Placement control: when global isn't optimal

Not every workload benefits from running close to users. A Worker making seven calls to a PostgreSQL database in Frankfurt spends most of its time waiting for round-trips. Running it in Sydney for an Australian user means seven trans-Pacific hops. Running it in Frankfurt means one round-trip from the user, seven fast local calls, and one round-trip back.

Cloudflare offers two approaches to placement optimisation. Smart Placement analyses your Worker's traffic patterns and automatically places execution close to your backend infrastructure. Explicit placement hints let you specify exactly where your Worker should run when you know your backend's location.

Deployment Decision

Smart Placement runs Workers near backends instead of near users when that reduces total latency. Enable it when your Worker makes multiple calls to geographically concentrated services. For known, fixed backend locations, explicit placement hints targeting specific cloud regions (like aws:us-east-1) provide more precise control.

Smart Placement's decision isn't static. Cloudflare continuously monitors your Worker's behaviour and adjusts placement as patterns change. If your backend traffic shifts from predominantly European to predominantly Asian destinations, placement adapts accordingly. You don't manage this; the platform handles it.

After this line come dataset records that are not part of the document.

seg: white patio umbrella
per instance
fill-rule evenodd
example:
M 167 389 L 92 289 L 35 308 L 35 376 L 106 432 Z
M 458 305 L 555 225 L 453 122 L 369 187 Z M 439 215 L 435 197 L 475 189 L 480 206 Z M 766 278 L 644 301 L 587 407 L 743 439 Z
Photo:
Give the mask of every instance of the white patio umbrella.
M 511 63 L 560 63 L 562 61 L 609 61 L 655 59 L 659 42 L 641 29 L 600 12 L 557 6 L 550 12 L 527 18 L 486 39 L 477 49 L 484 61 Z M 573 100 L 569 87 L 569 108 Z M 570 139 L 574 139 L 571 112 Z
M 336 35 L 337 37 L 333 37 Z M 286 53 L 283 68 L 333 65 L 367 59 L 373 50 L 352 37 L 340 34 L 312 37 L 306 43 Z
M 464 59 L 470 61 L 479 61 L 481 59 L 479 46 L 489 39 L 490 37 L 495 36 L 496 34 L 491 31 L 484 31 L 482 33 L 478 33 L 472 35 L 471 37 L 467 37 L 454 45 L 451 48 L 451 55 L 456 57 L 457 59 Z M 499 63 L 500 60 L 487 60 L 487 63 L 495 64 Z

Explicit placement hints work differently: you tell Cloudflare exactly where to run by specifying a cloud region identifier or by exposing your infrastructure to placement probes. This is useful when you know your backend won't move and want deterministic placement without waiting for Smart Placement to learn your traffic patterns.

The decision of which to use follows a clear heuristic: if your Worker calls a single backend in a known, fixed location, explicit hints provide immediate optimal placement. If you have multiple backends, backends that might move, or you're unsure of optimal placement, Smart Placement adapts automatically. If your Worker is computationally focused with minimal backend calls, or if your backends are themselves globally distributed, the default user-proximity placement is probably better.

Jurisdictional restrictions

Global deployment creates compliance challenges. GDPR requires certain data to stay within the EU. Other regulations impose similar geographic restrictions. Cloudflare addresses this through jurisdictional controls that constrain where your code executes and where data persists.

For Durable Objects, Cloudflare's stateful compute primitive, you can restrict both execution and storage to specific jurisdictions. A Durable Object created with a jurisdiction of eu will only run in Cloudflare's EU data centres and will only store data in EU locations. The object remains globally accessible (a user in Japan can still interact with it) but all processing and storage happens within the EU.

For Workers without persistent state, Regional Services restricts which data centres will process requests, ensuring that request data isn't processed outside specified regions.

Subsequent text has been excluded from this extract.